To obtain the data for the analysis a Data Scientist needs to work with, there are two options: you can get all the data (called a population or “X”) or a subset of the data (called a sample, or “x”). Most of the time the information you need to perform analysis is too large to get it all – especially where one of those data points is time.
So it seems a simple matter to look at a large group of data, pull some out at random, and use that to estimate what the rest of the data will look like. Ah, but therein lies the rub.
You see, humans aren’t really random, and computers are definitely not random. It might seem that things are randomly selected, but if you’re not extremely careful, a pattern emerges – statisticians called these “biases”. The word biascomes to us through Latin and French, and essentially means “to slope or angle”. If we want to trust the base data we use for an estimation or assumption, we have to eliminate as many of these biases as we can. There are a few we can examine to see if they show up in our sample gathering. Although there are several, I’ll bunch them up into two major groups: Bias in Design, and Bias in Collection
Bias in Design
In these types of bias, the researcher isn’t paying enough attention to how they design the study or data gathering.

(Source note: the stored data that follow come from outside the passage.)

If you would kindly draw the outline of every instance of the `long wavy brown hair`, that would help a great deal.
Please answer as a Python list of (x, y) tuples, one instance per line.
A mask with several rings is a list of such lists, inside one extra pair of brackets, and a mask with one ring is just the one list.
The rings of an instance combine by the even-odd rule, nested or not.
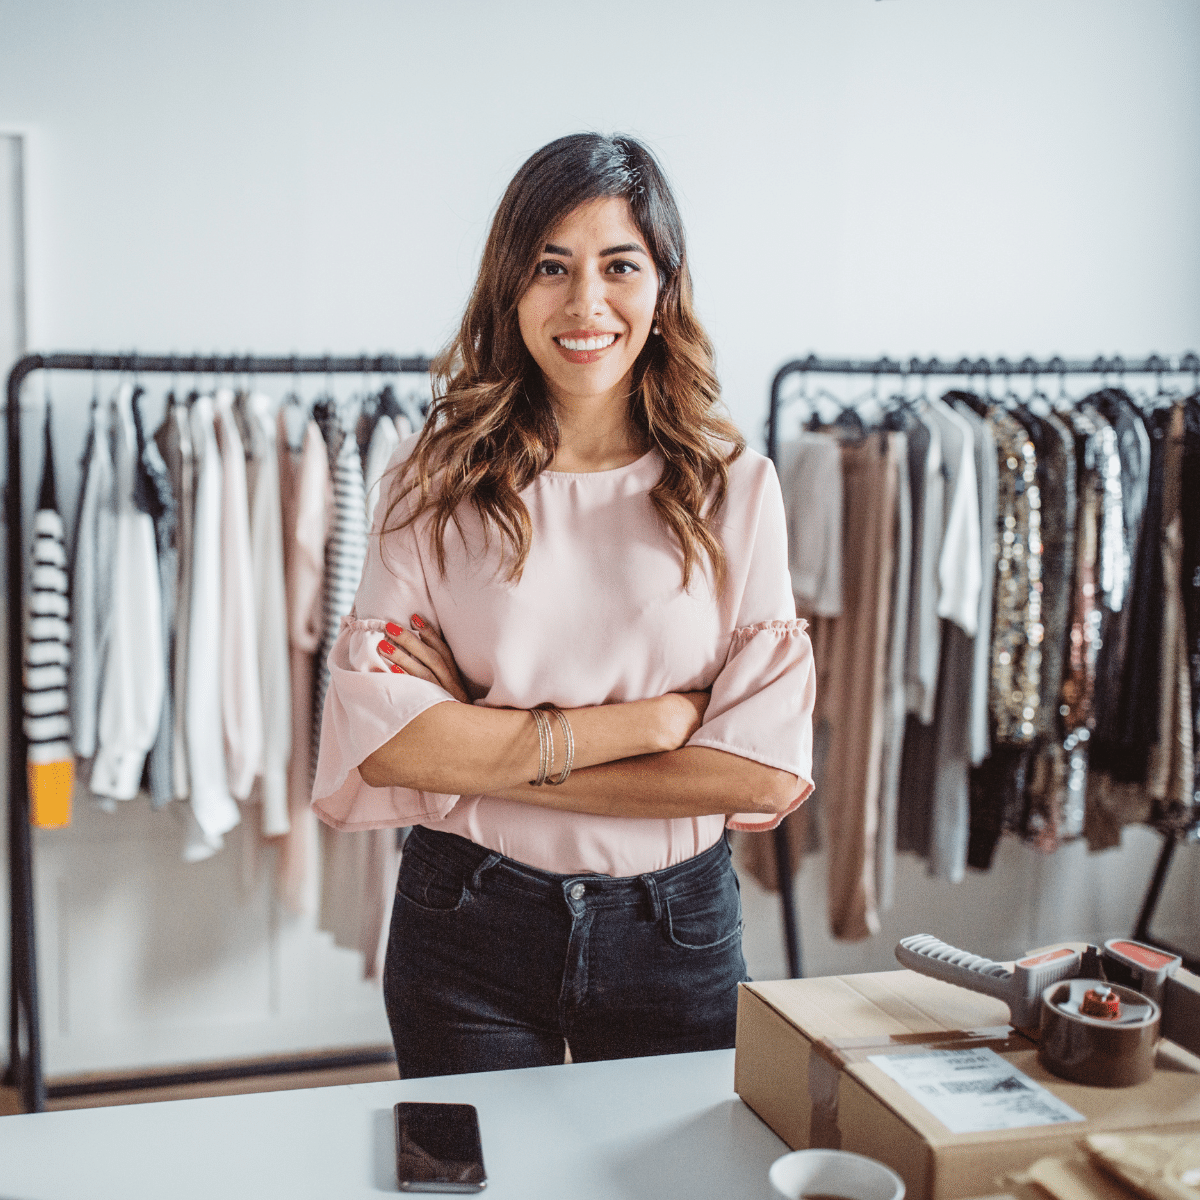
[[(513, 177), (492, 221), (479, 277), (462, 325), (433, 365), (434, 401), (400, 471), (382, 531), (432, 510), (431, 540), (446, 569), (445, 538), (462, 532), (463, 504), (485, 535), (498, 532), (510, 580), (529, 556), (532, 526), (521, 490), (554, 458), (559, 426), (542, 374), (525, 346), (517, 303), (533, 280), (548, 234), (581, 204), (629, 201), (658, 268), (657, 324), (634, 363), (630, 416), (664, 467), (650, 499), (679, 542), (683, 586), (701, 553), (722, 584), (726, 562), (712, 531), (725, 501), (729, 464), (745, 449), (737, 427), (717, 411), (720, 385), (712, 343), (692, 309), (683, 222), (654, 156), (636, 139), (577, 133), (543, 146)], [(408, 503), (404, 503), (405, 501)], [(397, 507), (406, 515), (389, 523)]]

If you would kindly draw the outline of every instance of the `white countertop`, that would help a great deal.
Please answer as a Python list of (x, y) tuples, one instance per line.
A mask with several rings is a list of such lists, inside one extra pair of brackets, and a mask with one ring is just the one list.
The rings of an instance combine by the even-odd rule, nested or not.
[(715, 1050), (0, 1117), (0, 1200), (397, 1193), (398, 1100), (479, 1109), (485, 1200), (759, 1200), (787, 1151)]

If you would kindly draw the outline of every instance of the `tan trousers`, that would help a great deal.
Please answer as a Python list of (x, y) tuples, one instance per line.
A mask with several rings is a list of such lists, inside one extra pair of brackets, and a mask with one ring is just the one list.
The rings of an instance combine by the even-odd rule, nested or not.
[[(829, 925), (834, 937), (879, 932), (875, 841), (899, 448), (872, 434), (842, 447), (842, 615), (831, 621), (827, 661), (817, 659), (818, 713), (829, 722), (829, 757), (821, 785), (829, 862)], [(814, 656), (816, 646), (814, 644)]]

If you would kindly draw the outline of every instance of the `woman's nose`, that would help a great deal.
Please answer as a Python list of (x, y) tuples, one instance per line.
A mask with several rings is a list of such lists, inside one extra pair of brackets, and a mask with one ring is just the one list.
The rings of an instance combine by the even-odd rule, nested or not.
[(573, 317), (590, 317), (603, 311), (604, 281), (590, 272), (581, 272), (572, 283), (567, 312)]

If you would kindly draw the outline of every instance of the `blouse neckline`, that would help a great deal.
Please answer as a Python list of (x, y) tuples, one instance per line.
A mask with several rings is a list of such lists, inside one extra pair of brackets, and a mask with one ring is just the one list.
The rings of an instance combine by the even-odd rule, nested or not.
[(651, 447), (645, 454), (639, 455), (633, 462), (626, 463), (623, 467), (608, 467), (603, 471), (551, 471), (547, 468), (538, 473), (538, 479), (615, 479), (617, 476), (624, 473), (635, 473), (640, 467), (648, 465), (658, 454), (658, 451)]

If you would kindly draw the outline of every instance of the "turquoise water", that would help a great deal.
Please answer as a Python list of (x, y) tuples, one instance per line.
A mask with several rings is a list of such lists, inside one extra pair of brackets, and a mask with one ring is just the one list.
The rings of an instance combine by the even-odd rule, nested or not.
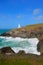
[(0, 29), (0, 34), (4, 33), (4, 32), (8, 32), (10, 29)]
[[(9, 30), (0, 30), (0, 34), (3, 32), (7, 32)], [(37, 44), (39, 40), (37, 38), (12, 38), (12, 37), (3, 37), (0, 36), (0, 49), (3, 47), (11, 47), (15, 53), (18, 53), (20, 50), (24, 50), (25, 53), (32, 53), (40, 55), (37, 51)]]

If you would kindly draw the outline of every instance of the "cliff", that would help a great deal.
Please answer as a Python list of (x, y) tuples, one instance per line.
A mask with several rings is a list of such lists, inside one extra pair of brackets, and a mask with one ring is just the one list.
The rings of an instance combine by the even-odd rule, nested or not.
[(43, 23), (35, 25), (27, 25), (22, 28), (13, 29), (9, 32), (5, 32), (0, 36), (22, 37), (22, 38), (38, 38), (39, 43), (37, 45), (38, 51), (43, 54)]
[(13, 29), (9, 32), (1, 34), (1, 36), (12, 36), (12, 37), (43, 37), (43, 24), (29, 25), (22, 28)]

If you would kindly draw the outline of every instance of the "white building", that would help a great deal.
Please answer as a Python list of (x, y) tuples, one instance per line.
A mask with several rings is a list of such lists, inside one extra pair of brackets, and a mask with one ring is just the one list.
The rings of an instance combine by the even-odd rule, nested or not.
[(21, 25), (20, 24), (18, 24), (18, 28), (21, 28)]

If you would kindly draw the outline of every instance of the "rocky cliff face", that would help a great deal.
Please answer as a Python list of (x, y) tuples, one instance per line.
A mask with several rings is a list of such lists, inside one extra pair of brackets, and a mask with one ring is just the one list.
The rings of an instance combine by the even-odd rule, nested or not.
[(5, 32), (1, 36), (12, 36), (12, 37), (23, 37), (23, 38), (34, 38), (43, 37), (43, 24), (26, 26)]
[(41, 54), (43, 54), (43, 38), (40, 39), (40, 41), (39, 41), (39, 43), (37, 45), (37, 49), (38, 49), (38, 51), (41, 52)]
[(26, 26), (23, 28), (18, 28), (5, 32), (0, 36), (11, 36), (11, 37), (22, 37), (22, 38), (38, 38), (40, 41), (37, 45), (38, 51), (43, 53), (43, 24), (36, 24), (31, 26)]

The first and most common error is Selection Bias. This is where you pick the wrong group of data to begin with.
For example, if you’re testing to see the most popular kinds of food in the UK, creating a poll on the types of Grits they eat is a bad design. People in the UK don’t often eat Grits (although they do eat Polenta, which is essentially the same thing, but don’t tell them that). Or perhaps your test is designed to be administered in another country, so of course that wouldn’t tell you much about the UK. How do you stop this? Think it through – and involve as many people as you can in the design.
Also included in this area are population parameter biases, sensitivity biases and specificity biases. If you focus on the Selection bias, you’ll correct most of your errors.
Another primary bias is more of an error – it’s not collecting enough parameters. If you only ask what type of meat the people in the UK like, you’ll miss the people that only eat vegetables and so on.
Bias in Collection
These types of biases happen when you’re getting the data, or running an experiment or test. Here the most common biases I see are designing a study that is too small (perhaps because you don’t have a lot of money), interference from the observer (like asking leading questions) and inferring meaning into the data when it isn’t collected.
By far the most common error is selecting too few samples from a population. More data is (almost) always a good thing, especially of the data is likely to have a high degree of variability. For instance, if you’re collecting data from a web log on a server, collecting data from only one day intervals is far less useful than selecting data each hour or minute. (Although there are some tricks around that – here’s an interesting example: http://www.eetimes.com/document.asp?doc_id=1275354 )
You can avoid these types of errors by evaluating multiple collections to see if they show too much variability with each other, using statistical tests that will help you ferret out bias.